SAMMELN Crowdfunding für Journalismus – funktioniert das in Deutschland? Von Erfolgen und Flops

Hier wird gesammelt: Crowdfunding-Plattformen

■ krautreporter.de: Im Januar 2013 starteten die Journalisten Sebastian Esser und Wendelin Hübner die Plattform, auf der sich Journalisten mit ihren Projekten präsentieren und fördern lassen können. Auf diesem Wege Erfolg hatten unter anderem die Journalisten Pauline Tillmann und Tilo Jung (siehe Text). In den USA organisiert spot.us schon seit 2008 spendenfinanzierten Journalismus für die kalifornische Bay Area.

■ startnext.de: Mit über 4 Millionen gesammelten Euro nach eigenen Angaben die größte deutsche Crowdfunding-Plattform. Anders als auf krautreporter.de kann man sich hier alles fördern lassen – von Musik bis Film, vom fair produzierten Schuh bis zur Docking-Station fürs Handy. Konkurrierende deutsche Crowdfunding-Seiten wie Inkubato oder pling.de kränkeln etwas vor sich hin, anders als US-Vorbild kickstarter.com.

VON DANIEL BOUHS

Er hat sich sogar richtig nackig gemacht, in seinem Werbevideo. Im wahrsten Sinne des Wortes. Doch auch dieser exhibitionistische Ansatz hat ihm nicht geholfen: Daniel Bröckerhoff, Fernsehjournalist mit Hang zur Selbstinszenierung, bekommt einfach nicht die Kohle zusammen, die er braucht.

42.000 Euro will er einsammeln. Damit möchte er ein ungewöhnliches Projekt stemmen, das gleich zwei neue Entwicklungen verbinden möchte: Crowdfunding, also die Finanzierung durch Viele, und Open Journalism, das Miteinbeziehen der Menge in den journalistischen Prozess. Das klingt hoffnungsfroh, funktioniert bloß nicht. Zumindest nicht auf Anhieb: Bröckerhoffs Spendentopf bei der Crowdfunding-Plattform startnext ist bislang nur mit gut 4.000 Euro gefüllt – gerade einmal ein Zehntel des avisierten Budgets.

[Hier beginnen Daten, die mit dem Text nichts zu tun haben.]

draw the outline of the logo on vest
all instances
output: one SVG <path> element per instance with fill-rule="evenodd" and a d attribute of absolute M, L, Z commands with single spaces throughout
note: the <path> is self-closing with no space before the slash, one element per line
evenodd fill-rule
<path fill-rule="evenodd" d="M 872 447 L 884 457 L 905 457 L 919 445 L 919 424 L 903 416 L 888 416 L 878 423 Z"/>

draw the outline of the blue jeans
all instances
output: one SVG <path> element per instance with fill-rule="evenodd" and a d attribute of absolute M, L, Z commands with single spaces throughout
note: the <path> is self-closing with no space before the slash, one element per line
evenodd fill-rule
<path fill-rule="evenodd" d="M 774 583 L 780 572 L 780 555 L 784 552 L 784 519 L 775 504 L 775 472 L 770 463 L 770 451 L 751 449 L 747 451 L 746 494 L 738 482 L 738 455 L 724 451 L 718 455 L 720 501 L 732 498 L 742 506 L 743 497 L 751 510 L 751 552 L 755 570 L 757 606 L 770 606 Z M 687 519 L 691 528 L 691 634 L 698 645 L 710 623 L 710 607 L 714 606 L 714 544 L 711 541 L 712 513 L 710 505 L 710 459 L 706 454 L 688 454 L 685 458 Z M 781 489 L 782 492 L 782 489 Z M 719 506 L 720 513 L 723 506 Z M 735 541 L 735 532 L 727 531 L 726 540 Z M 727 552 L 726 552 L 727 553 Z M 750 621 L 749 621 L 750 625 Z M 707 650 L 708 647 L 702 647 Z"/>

Und es bleiben nur noch wenige Tage, dann muss der Rest zusammengekommen sein – sonst gibt es gar nichts. So sind die Spielregeln beim Crowdfunding.

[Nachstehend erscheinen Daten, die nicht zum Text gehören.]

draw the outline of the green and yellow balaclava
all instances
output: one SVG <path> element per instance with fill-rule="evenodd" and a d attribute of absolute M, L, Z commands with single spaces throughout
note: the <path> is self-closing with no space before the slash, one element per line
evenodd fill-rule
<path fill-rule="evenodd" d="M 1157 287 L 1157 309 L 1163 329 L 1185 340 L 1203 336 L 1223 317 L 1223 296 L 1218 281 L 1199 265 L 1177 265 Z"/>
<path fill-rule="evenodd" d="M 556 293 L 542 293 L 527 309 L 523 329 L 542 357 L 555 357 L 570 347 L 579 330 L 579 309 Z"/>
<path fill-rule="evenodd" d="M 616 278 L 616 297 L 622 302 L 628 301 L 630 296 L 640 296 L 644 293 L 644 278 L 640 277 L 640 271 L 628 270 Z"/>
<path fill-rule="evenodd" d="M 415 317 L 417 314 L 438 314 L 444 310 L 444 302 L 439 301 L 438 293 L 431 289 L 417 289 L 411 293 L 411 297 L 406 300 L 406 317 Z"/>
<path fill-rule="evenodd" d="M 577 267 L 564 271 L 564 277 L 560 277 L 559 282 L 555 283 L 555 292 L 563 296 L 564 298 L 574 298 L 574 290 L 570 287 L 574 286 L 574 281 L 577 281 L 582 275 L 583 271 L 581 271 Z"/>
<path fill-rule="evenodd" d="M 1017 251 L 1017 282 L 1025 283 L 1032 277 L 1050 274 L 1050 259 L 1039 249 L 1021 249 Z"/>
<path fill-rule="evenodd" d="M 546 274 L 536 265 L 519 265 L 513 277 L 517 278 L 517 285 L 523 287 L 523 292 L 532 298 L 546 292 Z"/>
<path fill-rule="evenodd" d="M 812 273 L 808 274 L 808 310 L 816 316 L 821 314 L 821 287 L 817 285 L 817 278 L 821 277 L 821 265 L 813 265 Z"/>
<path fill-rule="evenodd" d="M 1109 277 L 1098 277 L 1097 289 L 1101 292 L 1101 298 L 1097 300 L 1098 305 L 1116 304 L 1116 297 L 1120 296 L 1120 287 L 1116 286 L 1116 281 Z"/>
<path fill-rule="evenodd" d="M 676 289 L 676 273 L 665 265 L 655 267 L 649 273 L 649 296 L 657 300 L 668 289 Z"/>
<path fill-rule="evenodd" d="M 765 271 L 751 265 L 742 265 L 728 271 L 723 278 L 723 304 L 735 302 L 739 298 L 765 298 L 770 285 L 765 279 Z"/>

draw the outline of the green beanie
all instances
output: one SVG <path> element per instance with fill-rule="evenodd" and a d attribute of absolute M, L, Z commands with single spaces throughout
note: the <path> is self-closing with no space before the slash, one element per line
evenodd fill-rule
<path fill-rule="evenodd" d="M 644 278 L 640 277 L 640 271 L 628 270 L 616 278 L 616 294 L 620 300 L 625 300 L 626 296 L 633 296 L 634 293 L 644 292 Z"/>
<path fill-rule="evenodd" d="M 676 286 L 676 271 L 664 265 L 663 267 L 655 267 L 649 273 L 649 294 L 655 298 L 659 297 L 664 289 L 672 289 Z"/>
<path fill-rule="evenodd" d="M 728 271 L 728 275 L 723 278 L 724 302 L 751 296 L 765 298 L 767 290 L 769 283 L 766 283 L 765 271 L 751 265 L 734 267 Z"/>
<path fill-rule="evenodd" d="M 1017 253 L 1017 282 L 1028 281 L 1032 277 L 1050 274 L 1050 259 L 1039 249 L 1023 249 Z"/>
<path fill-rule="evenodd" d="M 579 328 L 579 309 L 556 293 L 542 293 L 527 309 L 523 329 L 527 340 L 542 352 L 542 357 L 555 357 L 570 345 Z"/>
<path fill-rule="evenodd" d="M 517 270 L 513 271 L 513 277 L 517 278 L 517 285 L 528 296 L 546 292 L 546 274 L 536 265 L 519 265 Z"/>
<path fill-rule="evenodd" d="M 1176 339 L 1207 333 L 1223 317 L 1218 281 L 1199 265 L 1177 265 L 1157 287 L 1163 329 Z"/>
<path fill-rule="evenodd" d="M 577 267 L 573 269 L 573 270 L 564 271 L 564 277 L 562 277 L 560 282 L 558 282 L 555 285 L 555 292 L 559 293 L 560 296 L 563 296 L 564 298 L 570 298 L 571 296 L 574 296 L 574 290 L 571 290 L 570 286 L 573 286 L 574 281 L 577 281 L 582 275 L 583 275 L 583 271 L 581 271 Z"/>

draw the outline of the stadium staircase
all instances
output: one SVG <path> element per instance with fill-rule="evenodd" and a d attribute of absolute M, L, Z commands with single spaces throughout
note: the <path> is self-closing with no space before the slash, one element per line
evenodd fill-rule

„Man kauft so ein bisschen die Katze im Sack und weiß nicht so recht, wohin die Reise geht“, hat Bröckerhoff gesagt, wenige Wochen nachdem er angefangen hat, Geld einzusammeln für „st_ry – Deine Doku“. Die Geschichte, die der 34-Jährige erzählen möchte, ist der Umgang mit Daten in der digitalen Welt: Wer hat sie und wie bekommt man sie zurück? Wie genau er das erzählen will, was er plant, will er allerdings erst noch herausfinden und vor allem mit den Unterstützern seines Projekts diskutieren – ein offener Ansatz im beste Sinne also. Aber eben auch etwas völlig Vages.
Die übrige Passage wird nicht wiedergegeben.